Right angled triangle inscribed in a regular pentagon; find angle

Question

$ABCDE~$ is a regular pentagon. Find $x$.

I am having a lot of trouble with this geometry problem. Simply using trigonometry seems to always lead me to a dead end and I can't leverage any circle theorems (I chose the midpoint of the long side as the radius as it is a right triangle, but it didn't lead me anywhere). I noticed that the angles of the triangle are akin to dividing the triangle you get when you divide the pentagon into $10$ pieces but I also do not know how to use that information. I tried cutting up the pentagon and gluing it back together, combining with different pentagons. I don't know any more ways of solving geometry problems any more.

Answer 1

First of all notice that $\widehat FBD = 36^o$ iff F is on midpoint of EG. This can be seen easily; if F is between midpoint and G then $\angle FAD>36^o$. If F is between midpoint and E the $\angle FAD<36^o$. We draw a circle center at midpoint of AD.Vertex B is also on this circle because $\widehat{ABF}=54^o$. Arc FA is $108^o$ because the angle opposite t0 it i.e. $\widehat {ADF}=54^o$. Therefore B must be on the circle. Hence $\widehat{ ABD}=90^o$. Therefore:

$\widehat {FBD}=90-54=36^o$

Finally:

$x=\widehat {DBC}=54-36=18^o$

Now I prove that F must be midpoint of EG.The question is : In pentagon ABCDEG inscribe a right angled triangle such that one angle is $36^o$.

Solution: take an arbitrary point like D on the side EC. Connect A to D. Take midpoint of AD as center and draw a circle which passes vertex B. This circle intersect side EG at point F. Connect B to F. we have:

$\widehat{ABF}=\widehat{FDA}$

$\widehat {FAD}=\widehat {AFD}-\widehat{FDA}$

Now $\widehat {AFB}=90^o$ because it is opposite the diameter of circle and we want $\widehat{FAD}=36^o$, so we must have $\widehat {FDA}=54^o$. In this case we also must have $widehat {FBA}=54^o$. This is possible only if FB bisects angle ABC . In a regular pentagon the bisector of the angle on a vertex is perpendicular on the side opposite and bisects that side. That is F must be midpoint of EG.

Answer 2

The first thing I would acknowledge that it is a bit of a convoluted proof and is not that straightforward to come to the conclusion without drawing and getting some insights. We know that perpendicular from vertex $C$ to diagonal $BE$ and to side $AE$ will make angle of $36^0 (\angle ICK = 36^0)$ and $\angle BCI = 18^0$. That will also mean $\angle DCI = 90^0$.

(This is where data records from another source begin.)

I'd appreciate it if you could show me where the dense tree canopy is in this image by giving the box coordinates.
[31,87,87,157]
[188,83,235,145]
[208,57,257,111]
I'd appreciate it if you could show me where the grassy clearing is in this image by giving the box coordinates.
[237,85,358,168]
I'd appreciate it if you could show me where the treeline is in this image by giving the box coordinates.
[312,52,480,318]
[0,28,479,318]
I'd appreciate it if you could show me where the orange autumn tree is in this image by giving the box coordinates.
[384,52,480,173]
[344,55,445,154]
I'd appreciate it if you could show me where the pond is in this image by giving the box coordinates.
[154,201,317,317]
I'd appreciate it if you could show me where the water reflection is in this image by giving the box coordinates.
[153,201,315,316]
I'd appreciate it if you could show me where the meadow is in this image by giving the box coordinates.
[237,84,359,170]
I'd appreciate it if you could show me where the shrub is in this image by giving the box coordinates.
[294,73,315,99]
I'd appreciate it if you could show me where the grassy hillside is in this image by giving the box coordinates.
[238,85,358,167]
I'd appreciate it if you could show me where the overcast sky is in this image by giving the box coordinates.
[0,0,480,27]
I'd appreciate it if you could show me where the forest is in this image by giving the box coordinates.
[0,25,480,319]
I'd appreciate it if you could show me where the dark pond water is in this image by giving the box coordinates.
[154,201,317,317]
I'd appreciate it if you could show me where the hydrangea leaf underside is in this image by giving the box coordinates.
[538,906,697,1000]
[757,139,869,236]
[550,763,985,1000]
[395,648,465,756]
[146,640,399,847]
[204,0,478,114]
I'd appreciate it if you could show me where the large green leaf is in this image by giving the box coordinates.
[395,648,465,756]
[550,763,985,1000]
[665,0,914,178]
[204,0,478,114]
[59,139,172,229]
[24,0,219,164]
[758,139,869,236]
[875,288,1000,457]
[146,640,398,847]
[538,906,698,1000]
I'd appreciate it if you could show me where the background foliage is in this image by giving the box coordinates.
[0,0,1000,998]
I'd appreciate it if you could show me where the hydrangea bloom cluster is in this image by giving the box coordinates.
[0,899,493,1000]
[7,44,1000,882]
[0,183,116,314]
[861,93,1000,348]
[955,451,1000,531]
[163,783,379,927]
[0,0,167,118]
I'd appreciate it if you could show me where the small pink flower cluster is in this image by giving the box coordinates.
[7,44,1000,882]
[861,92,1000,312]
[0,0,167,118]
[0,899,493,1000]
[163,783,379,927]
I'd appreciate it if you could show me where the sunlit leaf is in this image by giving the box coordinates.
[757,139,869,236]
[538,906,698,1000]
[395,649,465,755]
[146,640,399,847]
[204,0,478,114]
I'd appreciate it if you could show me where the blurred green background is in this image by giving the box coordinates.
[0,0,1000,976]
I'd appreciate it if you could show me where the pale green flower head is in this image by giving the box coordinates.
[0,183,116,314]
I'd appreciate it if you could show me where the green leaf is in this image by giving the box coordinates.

Now we are given $\angle DKI = 90^0, \angle KDI = 36^0, \angle DIK = 54^0$. This shows we are talking about the unique construct shown in the diagram.

That means $x = 18^0$.

Now a few interesting facts related to this problem.

We draw perp from two adjacent vertices $C, D$ to the opposite diagonal $BE$ and let the perp lines intersect sides $AE$ and $AB$ at point $H$ and $I$ respectively.

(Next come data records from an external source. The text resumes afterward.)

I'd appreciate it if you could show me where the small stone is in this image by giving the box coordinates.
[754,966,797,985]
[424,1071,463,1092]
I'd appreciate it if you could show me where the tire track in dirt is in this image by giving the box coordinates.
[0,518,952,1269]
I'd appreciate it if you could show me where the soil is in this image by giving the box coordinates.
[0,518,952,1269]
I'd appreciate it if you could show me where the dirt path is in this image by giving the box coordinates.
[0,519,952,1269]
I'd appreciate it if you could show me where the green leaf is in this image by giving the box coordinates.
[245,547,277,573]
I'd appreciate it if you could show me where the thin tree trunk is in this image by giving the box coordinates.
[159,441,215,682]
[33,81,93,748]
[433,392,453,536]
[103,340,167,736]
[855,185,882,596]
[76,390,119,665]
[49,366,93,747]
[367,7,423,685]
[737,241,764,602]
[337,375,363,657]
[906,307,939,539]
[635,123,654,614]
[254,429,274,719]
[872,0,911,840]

Though it is obvious based on angles but to call out points $H$ and $I$ are not the midpoints of sides $AE$ and $AB$.

Now it is easy to show $\angle EDH = \angle BCI = 18^0$, and CDHI is a rectangle with its center at $J$.

Then we draw the circumscribing circle to this rectangle. It intersects the side $AE$ of the pentagon at point $H$ but also at the midpoint $K$. Similarly points $F$ and $I$ on the side AB. It is $\triangle DKI$ that the question is referring to.